In 1885, the Buenos Aires to Mendoza railway opened, cementing the significance of this emerging wine-growing region high in the Andean foothills. One visitor to Mendoza, an English engineer called Edmund Norton, was so struck by the natural beauty and potential he saw there that he established a winery bearing his name. In 1895, the first vines were planted in Mendoza’s Luján de Cuyo district. Almost a century later, Gernot Langes-Swarovski was similarly struck by Mendoza and its vineyards, and in 1989, he acquired Bodega Norton and set about transforming it into the world-renowned winery it is today. Both men rightly recognised the special nature of the area. At 900-1100 metres the altitude moderates the temperature while exposing the vines to more ultraviolet light. The results are, whites packed with vibrant flavour and good natural acidity, and on the other side, well-structured and food-friendly reds.
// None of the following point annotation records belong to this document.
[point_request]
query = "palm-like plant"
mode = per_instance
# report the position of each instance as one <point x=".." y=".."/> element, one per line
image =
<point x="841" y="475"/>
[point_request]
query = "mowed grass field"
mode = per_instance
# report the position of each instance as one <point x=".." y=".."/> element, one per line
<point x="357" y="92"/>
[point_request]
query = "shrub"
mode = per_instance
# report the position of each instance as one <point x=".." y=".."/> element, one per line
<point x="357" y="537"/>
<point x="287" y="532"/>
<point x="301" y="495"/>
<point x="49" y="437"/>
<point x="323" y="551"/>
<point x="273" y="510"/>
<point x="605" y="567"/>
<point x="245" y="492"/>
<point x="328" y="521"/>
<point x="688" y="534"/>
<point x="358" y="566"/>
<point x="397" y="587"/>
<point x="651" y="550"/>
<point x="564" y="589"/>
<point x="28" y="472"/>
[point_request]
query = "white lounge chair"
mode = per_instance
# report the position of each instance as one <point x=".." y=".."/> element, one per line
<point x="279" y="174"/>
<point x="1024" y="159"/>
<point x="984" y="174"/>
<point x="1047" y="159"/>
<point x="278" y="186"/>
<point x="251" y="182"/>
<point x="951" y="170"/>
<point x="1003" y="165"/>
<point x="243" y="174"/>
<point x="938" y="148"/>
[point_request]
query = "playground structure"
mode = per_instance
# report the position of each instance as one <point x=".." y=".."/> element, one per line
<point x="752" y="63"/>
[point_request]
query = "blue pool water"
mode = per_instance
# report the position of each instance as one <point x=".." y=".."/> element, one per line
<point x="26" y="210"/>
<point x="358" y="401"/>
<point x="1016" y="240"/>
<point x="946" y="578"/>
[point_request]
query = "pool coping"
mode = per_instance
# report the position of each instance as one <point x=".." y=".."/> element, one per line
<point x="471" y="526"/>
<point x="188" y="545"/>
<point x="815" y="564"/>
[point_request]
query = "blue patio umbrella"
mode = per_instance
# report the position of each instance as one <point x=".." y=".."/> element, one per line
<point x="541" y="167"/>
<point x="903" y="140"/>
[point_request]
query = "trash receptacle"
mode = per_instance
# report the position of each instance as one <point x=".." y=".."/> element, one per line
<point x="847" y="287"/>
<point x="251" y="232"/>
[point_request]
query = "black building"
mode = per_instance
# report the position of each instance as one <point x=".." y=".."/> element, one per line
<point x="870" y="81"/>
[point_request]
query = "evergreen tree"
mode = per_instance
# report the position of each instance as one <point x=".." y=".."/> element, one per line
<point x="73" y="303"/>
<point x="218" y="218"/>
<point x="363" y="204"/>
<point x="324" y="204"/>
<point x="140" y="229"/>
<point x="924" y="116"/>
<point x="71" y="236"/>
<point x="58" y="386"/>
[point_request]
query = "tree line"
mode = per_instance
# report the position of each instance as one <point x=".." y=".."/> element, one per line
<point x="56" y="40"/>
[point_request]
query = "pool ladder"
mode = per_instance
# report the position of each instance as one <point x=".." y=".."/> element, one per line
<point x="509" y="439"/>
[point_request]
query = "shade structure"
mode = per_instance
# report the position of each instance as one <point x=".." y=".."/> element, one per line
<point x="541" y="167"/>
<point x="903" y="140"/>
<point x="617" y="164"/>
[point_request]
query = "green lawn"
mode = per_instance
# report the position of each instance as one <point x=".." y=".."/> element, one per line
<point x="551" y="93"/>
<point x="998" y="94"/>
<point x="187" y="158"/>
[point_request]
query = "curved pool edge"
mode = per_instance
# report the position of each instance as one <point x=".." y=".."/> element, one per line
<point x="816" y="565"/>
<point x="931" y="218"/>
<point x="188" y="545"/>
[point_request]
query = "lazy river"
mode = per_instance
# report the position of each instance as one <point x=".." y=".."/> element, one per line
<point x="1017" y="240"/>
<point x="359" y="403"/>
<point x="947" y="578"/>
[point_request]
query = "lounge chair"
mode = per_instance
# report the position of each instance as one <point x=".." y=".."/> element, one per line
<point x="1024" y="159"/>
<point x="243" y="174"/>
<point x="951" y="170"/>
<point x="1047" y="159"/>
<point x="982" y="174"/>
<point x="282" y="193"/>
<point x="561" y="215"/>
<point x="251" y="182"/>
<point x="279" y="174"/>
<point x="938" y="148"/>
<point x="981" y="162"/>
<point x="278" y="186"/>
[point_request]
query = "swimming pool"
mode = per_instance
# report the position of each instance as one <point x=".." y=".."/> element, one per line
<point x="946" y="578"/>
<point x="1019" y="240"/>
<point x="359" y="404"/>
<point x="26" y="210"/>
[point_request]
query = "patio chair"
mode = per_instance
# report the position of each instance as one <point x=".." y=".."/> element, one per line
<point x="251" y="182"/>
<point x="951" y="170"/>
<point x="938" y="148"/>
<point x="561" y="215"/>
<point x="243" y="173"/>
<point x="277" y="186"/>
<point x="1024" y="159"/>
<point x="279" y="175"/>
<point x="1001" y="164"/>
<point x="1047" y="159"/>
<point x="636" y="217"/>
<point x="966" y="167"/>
Bodega Norton has five vineyards today, spread over the main terror of Mendoza in foothills of the Andean Mountains. All of them are located within a privileged zone known as the First Zone for the quality of its grapes. However, it’s not just the geographical influences that benefit the wines, but the age of the vines too. Their average age is around 30 years, but they do also have a large number of hectares under 80 years old vines. Agrelo, for example, consists of 30 hectares planted 930 metres above sea level. Here some are some of the oldest vines – Producing concentrated grapes which, when carefully cultivated, produce the high-end Lote wines.
This is the original Norton Property, where their winery is located. With a hundred years of continuous cultivation, it consists of 1200 hectares, almost entirely planted 950 metres above sea level, with vines aged between 30 and 50 years old. The terror offers a combination of poor soils and cold air coming from the mountain, which produces aromatic and concentrated white and red grapes, perfect for making powerful and elegant high-end wines. It excels at Cabernet Sauvignon, Merlot and Malbec varieties.
The winemaking process begins with high-quality grapes because as they have always said: “Great wines are born in the vineyard”. Once harvested with the utmost care the grapes arrive for hand sorting at the winery to remove any damaged grapes and leaves. Grapes are then pressed and the resulting juice is fermented, for reds the grapes are fermented at between 28 and 30 degrees C for 10 days. While the whites are fermented at a cooler 15 to 20 degrees C for around 15 days, these whites then undergo a second malolactic fermentation, giving them the creamier mouth-feel. The reds can be aged in oak after fermentation adding to the complexity of flavour.